I am leading a work package for the NIHR Global Surgery Unit, based at the University of Birmingham, concerned with access to care. We will describe current practice across purposively sampled countries, work with local people to design a ‘solution’, conduct geographical and cost-benefit analyses, and then work with decision-makers to implement affordable and acceptable improvement programmes. These are likely to involve a system of local risk-sharing (community insurance), IT facilitated transfer of funds, promotion of local transport enterprises, community engagement, and awareness raising. We are very keen to collaborate with others who may be planning work on this important topic.
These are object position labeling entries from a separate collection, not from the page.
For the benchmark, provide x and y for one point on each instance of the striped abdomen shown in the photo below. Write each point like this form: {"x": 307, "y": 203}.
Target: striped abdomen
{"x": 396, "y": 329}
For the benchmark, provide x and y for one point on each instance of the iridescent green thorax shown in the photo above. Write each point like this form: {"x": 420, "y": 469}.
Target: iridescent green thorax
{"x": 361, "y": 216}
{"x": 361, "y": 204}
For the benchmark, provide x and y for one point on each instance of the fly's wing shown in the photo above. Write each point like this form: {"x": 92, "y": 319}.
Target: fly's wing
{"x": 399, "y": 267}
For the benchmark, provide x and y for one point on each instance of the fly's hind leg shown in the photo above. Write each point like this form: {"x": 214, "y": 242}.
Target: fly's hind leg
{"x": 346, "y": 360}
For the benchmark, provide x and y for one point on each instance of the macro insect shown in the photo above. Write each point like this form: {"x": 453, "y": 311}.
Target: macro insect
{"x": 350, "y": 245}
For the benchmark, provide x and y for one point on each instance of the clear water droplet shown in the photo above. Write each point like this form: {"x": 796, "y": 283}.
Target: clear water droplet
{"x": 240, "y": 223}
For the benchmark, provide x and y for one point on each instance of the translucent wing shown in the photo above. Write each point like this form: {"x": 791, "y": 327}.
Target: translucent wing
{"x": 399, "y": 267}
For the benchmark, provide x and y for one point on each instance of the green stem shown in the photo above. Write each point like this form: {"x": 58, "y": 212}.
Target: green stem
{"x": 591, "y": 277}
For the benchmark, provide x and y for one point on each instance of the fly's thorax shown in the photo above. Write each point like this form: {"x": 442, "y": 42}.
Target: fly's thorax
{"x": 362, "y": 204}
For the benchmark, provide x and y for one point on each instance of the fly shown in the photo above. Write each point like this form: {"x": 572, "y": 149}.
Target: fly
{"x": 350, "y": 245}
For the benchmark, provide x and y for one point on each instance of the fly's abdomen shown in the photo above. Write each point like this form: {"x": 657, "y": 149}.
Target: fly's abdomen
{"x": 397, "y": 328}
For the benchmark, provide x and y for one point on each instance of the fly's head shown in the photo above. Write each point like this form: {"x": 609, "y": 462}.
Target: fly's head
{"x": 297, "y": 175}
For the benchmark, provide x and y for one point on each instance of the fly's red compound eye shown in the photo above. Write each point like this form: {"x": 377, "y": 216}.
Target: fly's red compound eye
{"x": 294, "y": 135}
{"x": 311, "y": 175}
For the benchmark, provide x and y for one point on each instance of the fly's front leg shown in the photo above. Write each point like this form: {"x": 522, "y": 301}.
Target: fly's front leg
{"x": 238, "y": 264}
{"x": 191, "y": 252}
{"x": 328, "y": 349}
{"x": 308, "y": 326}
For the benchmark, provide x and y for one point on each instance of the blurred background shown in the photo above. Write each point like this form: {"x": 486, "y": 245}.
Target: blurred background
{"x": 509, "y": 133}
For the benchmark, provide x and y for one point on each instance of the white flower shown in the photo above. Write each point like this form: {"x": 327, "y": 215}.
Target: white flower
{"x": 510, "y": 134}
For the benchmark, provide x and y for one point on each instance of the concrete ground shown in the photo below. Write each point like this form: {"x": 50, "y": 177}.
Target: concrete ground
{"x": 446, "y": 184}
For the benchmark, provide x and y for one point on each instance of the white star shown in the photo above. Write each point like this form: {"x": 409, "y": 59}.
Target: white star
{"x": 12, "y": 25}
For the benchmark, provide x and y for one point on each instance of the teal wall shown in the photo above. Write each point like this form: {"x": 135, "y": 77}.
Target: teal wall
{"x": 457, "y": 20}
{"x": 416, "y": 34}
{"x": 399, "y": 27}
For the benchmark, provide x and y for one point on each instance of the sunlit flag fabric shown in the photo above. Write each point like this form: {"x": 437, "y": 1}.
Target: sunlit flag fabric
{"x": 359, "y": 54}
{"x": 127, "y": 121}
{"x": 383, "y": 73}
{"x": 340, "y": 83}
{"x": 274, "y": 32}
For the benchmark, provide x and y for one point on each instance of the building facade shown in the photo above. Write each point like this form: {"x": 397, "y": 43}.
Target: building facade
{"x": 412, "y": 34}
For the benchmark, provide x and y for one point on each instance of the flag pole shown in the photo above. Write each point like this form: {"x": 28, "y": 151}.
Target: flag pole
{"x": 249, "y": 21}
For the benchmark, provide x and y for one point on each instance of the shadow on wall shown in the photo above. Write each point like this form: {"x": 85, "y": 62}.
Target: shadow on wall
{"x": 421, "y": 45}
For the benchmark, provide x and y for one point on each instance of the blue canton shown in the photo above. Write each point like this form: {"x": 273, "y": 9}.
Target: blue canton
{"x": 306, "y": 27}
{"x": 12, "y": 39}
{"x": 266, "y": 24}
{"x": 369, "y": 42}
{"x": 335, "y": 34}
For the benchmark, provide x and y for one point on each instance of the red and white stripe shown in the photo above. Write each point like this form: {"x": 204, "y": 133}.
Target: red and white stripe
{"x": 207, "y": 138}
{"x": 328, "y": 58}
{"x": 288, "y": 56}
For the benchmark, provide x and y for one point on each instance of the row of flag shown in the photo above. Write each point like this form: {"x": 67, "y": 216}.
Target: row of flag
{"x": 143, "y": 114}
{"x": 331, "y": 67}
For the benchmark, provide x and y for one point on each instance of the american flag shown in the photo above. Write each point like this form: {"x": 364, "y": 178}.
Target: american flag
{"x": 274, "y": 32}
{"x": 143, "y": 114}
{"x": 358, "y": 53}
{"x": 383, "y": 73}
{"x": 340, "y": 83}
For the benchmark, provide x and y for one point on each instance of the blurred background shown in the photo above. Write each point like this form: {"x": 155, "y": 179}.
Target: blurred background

— Richard Lilford, CLAHRC WM Director

References:

  1. United Nations. The Millennium Development Goals Report 2007. New York: United Nations; 2007.
  2. Forster G, Simfukew V, Barber C. Use of intermediate mode of transport for patient transport: a literature review contrasted with the findings of Transaid Bicycle Ambulance project in Eastern Zambia. London: Transaid; 2009.
  3. Lord JM, Midwinter MJ, Chen Y-F, Belli A, Brohi K, Kovacs EJ, Koenderman L, Kubes P, Lilford RJ. The systemic immune response to trauma: an overview of pathophysiology and treatment. Lancet. 2014; 384(9952): 1455-65.
  4. Nyamandi V, Zibengwa E. Mobility and Health. 2007. In: Wilson A, Hillman S, Rosato M, Costello A, Hussein J, MacArthur C, Coomarasamy A. A systematic review and thematic synthesis of qualitative studies on maternal emergency transport in low- and middle-income countries. Int J Gynaecol Obstet. 2013; 122(3): 192-201.
  5. Wilson A, Hillman S, Rosato M, Skelton J, Costello A, Hussein J, MacArthur C, Coomarasamy A. A systematic review and thematic synthesis of qualitative studies on maternal emergency transport in low- and middle-income countries. Int J Gynaecol Obstet. 2013; 122(3): 192-201.
  6. Frew R, Higgs G, Harding J, Langford M. Investigating geospatial data usability from a health geography perspective using sensitivity analysis: The example of potential accessibility to primary healthcare. J Transp Health 2017 (In Press).
  7. Watson SI, Wroe EB, Dunbar EL, Mukherjee J, Squire SB, Nazimera L, Dullie L, Lilford RJ. The impact of user fees on health services utilization and infectious disease diagnoses in Neno District, Malawi: a longitudinal, quasi-experimental study. BMC Health Serv Res. 2016; 16(1): 595.